The transformer feeds work in tandem and the load is divided evenly between them. If one loses power, an ATS (automatic transfer switch) instantly transfers the load to the second stream, effectively avoiding down time.
In the event of a sudden power outage (like if the city’s power grid were to go down), our General Electric UPS clusters take over.
The command is automatically given to launch the diesel generators three seconds after the power goes down. Two minutes later, they are fully operational and they assume the entire load. We use high-performance Gesan diesel generators with Volvo Penta engines. They can produce up to 504 kW of power. This is how the data center can work at full capacity without any downtime. The on-site fuel supply is enough for 10 hours and can always be replenished if necessary.
Every month, we start up the generators and check the fuel, oil, and antifreeze levels. We periodically perform a trial run, whereby conditions are recreated to imitate a full power outage. The diesel generators are automatically started and assume the data center’s latest workload. The engines typically start better in the summer than they do in the winter, which is why they’ve been equipped with block heaters and are calibrated for a guaranteed start at temperatures as low as -30°C.
Even when working with the most reliable equipment, there is always the risk of a short circuit or fire. This is why all of our data centers are equipped with automatic fire suppression systems. These ensure fire seats get fully extinguished without causing harm to any equipment. This is done with a gaseous suppression system.
In this case, the combustion reaction is chemically inhibited. The system releases a gaseous suppression agent (HFC-125) to the area.

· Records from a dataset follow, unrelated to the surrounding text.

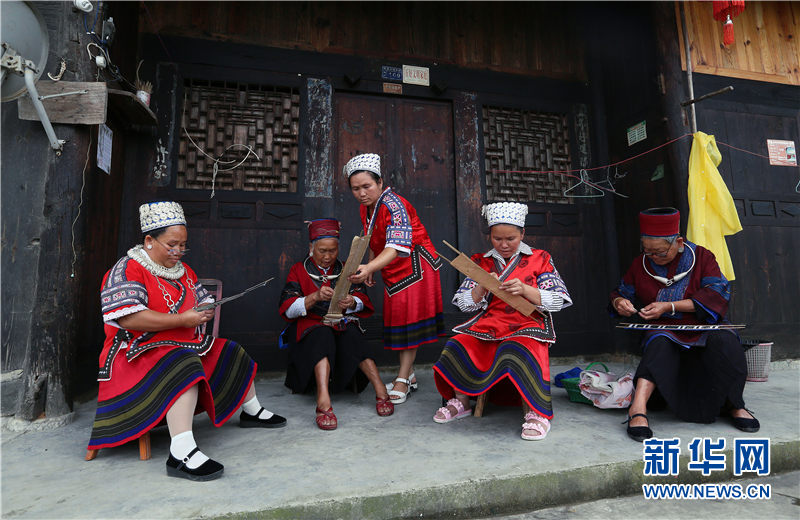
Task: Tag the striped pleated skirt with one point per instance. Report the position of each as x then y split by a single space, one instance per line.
413 316
141 391
515 370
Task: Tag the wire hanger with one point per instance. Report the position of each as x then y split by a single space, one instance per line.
590 190
610 185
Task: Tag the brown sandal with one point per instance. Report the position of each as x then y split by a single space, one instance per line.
384 406
326 421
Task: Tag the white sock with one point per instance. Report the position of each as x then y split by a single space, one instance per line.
180 447
252 407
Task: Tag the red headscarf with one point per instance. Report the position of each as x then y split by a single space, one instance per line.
323 228
660 222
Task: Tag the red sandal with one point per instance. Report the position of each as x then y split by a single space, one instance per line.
384 406
326 421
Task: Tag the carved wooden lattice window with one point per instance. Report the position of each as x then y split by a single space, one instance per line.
522 140
220 114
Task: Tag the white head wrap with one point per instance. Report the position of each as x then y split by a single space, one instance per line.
505 213
157 215
370 162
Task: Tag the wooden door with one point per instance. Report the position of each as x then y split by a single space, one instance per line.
415 141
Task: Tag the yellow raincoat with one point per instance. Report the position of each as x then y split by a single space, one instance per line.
712 213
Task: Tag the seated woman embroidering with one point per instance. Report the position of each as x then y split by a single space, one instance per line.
333 353
697 374
156 363
500 350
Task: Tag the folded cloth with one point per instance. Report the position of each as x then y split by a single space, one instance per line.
569 374
605 389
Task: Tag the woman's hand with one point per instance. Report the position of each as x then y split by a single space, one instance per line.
624 307
513 286
347 302
655 310
324 294
362 275
193 318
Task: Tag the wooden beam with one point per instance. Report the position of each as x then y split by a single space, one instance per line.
74 102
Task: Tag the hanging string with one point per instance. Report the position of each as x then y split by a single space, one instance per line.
80 203
742 150
568 173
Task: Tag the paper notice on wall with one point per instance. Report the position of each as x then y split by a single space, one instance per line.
781 153
105 138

Once this gas enters the combustion zone, it rapidly disintegrates into free radicals that react with the primary burning agents. The combustion slows until it is fully extinguished.
The automatic fire alarms have low reaction times. To ensure people have time to evacuate, the fire suppression system works on a slight delay.
In our facilities, the system first allows 30 seconds for evacuation and then activates. To avoid false starts, the system initiates fire suppression only if at least two fire detectors are triggered.
Evacuation is crucial: the gas forces out a large percentage of the oxygen in the area and visibility is reduced to tens of centimeters. Our engineers have been instructed on what to do if the system is ever triggered.
Monitoring and Response
All equipment is under constant observation, and system engineers can receive up-to-date information on any device at any given moment. This is how we ensure an immediate response to any malfunction or emergency.
Walkthroughs of the entire data center are performed several times a day. During these walkthroughs, we identify all potential malfunctions and inform the relevant parties. For the most part, this gives us the confidence to say that our data centers are ready for any situation and to work autonomously for however long may be needed.
Ensuring the constant operations of a data center is far from a trivial matter. Every little component that may break down must be backed up with additional equipment. Regular walkthroughs and monitoring let us diagnose probable causes of failure and take proper courses of action. Periodically replacing old equipment, developing a more thorough monitoring system, and a flexible approach to monitoring–this is what we do everyday to ensure our clients that their data and projects are protected and available 24/7/365.